Academicians have continued to study Tennessee’s past on a diminished funding scale. Great strides have been made in understanding the earliest periods of mankind’s presence in Tennessee. One of the most surprising discoveries is that the Cumberland River Basin probably contained North America’s densest Clovis Period population. It was a hunter’s paradise in which large herds of megafauna, such as mastodons and giant bison grazed along the meadows that paralleled north-central Tennessee Rivers.

Who were the people of the Cumberland River Basin?

While the Tennessee State Museum, McClung Museum, Chucalissa Museum, Old Stone Fort Museum and Pinson Mounds Museum proudly display the finest examples of pre-European art in Tennessee, very little is known about the people, who once occupied the Cumberland and Harpeth River Valleys. Archaeologists have classified their pottery, tools and weapons with English names, but do not know where they came from or where they went.

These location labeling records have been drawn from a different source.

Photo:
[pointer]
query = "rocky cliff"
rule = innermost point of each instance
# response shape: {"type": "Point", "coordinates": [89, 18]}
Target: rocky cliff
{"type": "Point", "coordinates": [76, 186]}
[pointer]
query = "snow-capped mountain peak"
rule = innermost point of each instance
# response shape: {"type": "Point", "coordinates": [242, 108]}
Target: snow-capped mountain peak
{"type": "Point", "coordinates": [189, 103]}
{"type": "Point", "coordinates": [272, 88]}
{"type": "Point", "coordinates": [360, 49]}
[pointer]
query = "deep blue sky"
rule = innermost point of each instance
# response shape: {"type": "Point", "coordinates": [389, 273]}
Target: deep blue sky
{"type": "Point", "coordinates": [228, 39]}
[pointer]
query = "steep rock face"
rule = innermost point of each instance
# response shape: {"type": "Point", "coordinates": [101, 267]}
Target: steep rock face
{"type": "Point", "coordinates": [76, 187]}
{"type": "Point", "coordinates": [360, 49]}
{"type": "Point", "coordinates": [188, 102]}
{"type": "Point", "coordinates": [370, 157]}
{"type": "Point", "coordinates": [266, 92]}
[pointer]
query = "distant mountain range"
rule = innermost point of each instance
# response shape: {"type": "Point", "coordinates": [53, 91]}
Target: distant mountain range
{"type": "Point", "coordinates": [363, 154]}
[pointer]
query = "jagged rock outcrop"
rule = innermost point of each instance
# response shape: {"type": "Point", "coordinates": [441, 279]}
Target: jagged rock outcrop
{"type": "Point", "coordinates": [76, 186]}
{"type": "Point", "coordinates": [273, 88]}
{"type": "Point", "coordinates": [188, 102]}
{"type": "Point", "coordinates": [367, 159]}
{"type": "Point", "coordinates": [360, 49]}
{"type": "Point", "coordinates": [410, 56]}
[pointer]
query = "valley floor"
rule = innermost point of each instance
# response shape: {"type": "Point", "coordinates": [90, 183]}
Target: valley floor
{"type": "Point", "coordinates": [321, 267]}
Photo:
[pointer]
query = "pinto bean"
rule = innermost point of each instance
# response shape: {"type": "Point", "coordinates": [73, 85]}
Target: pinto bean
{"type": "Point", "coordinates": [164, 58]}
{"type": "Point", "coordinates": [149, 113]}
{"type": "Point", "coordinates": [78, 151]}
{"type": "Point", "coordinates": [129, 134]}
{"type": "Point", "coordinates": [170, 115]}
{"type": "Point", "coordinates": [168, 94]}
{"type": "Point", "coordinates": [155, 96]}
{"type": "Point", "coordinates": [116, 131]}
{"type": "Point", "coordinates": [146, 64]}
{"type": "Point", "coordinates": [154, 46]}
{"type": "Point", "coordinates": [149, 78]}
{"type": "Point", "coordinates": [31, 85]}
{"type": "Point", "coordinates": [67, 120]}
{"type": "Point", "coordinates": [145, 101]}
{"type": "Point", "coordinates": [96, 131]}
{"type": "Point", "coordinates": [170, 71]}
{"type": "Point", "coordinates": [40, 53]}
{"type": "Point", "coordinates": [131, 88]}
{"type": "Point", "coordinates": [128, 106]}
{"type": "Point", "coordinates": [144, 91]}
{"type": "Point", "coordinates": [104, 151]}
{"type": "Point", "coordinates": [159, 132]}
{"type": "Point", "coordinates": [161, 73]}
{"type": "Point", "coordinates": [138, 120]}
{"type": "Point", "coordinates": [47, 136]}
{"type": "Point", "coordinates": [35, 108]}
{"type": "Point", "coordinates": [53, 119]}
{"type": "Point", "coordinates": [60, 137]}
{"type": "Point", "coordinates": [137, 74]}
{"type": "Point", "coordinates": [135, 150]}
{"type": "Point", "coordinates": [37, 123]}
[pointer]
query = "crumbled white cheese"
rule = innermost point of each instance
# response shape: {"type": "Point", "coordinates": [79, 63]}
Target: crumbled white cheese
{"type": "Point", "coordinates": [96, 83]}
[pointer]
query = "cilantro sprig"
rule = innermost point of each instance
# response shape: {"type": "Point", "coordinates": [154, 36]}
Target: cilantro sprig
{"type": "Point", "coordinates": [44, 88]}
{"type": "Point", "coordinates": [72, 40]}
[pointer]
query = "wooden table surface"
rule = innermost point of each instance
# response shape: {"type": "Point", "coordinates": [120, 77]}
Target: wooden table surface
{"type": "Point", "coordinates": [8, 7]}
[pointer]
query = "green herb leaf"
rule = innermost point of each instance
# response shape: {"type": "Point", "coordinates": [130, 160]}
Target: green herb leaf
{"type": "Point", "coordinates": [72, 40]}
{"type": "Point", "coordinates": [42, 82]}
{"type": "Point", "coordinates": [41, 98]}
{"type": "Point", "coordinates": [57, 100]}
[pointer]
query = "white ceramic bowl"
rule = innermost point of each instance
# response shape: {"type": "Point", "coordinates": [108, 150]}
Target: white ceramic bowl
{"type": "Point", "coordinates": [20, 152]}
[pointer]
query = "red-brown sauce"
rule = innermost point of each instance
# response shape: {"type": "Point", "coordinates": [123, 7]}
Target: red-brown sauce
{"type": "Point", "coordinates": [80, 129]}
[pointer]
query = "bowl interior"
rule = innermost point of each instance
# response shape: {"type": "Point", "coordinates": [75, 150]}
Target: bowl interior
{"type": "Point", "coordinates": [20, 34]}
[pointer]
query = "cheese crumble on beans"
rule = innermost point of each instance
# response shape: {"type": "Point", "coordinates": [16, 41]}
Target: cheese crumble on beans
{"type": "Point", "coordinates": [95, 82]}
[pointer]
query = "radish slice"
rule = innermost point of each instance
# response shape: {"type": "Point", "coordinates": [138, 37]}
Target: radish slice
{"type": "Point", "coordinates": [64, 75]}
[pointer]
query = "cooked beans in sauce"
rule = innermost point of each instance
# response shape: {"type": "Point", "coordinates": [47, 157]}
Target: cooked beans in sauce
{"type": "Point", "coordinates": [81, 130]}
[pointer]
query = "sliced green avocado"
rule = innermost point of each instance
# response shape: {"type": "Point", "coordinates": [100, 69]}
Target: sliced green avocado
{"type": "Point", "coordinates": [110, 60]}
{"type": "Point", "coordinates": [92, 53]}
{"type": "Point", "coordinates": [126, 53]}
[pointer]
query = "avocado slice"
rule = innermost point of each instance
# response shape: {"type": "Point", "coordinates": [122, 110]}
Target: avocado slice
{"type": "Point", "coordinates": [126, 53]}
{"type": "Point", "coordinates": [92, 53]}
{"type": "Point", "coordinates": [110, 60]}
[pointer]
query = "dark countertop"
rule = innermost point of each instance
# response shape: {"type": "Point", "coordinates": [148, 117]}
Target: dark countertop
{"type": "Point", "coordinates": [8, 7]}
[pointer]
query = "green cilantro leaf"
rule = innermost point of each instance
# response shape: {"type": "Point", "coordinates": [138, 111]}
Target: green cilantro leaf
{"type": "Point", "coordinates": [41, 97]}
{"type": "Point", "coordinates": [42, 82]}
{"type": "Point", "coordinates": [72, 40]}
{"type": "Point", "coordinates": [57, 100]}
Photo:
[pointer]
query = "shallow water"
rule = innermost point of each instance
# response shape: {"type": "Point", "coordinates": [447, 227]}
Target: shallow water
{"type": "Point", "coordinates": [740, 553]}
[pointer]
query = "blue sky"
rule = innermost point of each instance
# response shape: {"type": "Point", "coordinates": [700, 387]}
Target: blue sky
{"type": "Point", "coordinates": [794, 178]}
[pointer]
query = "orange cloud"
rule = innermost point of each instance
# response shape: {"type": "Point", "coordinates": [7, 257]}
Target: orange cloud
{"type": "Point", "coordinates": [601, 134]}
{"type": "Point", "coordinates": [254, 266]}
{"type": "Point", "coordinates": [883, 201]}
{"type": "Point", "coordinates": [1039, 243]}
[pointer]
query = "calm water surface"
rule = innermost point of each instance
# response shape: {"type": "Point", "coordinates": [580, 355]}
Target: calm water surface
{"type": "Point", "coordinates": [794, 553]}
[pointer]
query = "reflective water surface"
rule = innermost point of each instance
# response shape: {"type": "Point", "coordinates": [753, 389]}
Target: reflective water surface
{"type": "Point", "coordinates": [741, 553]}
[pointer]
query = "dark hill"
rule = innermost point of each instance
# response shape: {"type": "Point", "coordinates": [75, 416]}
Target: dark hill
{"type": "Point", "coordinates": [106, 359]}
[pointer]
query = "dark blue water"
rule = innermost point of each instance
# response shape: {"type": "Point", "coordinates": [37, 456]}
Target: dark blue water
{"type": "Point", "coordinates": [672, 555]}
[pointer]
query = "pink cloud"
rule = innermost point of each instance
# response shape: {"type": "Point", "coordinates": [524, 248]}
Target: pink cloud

Standard references often state that the mound builders immigrated to Tennessee from Cahokia Mounds in Southern Illinois, but this is highly unlikely. The square, truncated pyramids, square “post-ditch” houses and the site plan of Mound Bottom are very similar to those of Ocmulgee Mounds National Monument in Macon, GA and very dissimilar to those of Cahokia. Furthermore, mound building and the first post-ditch houses occurred about a century earlier in Mound Bottom than Cahokia.

It was very typical for Maya Commoners to bury their dead in stone box graves. Calimako is an Itza Maya word. However, no artifact is on display in a museum that clearly links an indigenous people in Tennessee to Mesoamerica. The answer to that riddle just may be hiding in the ground in some Tennessee archaeological zone that has yet to have been excavated by professionals.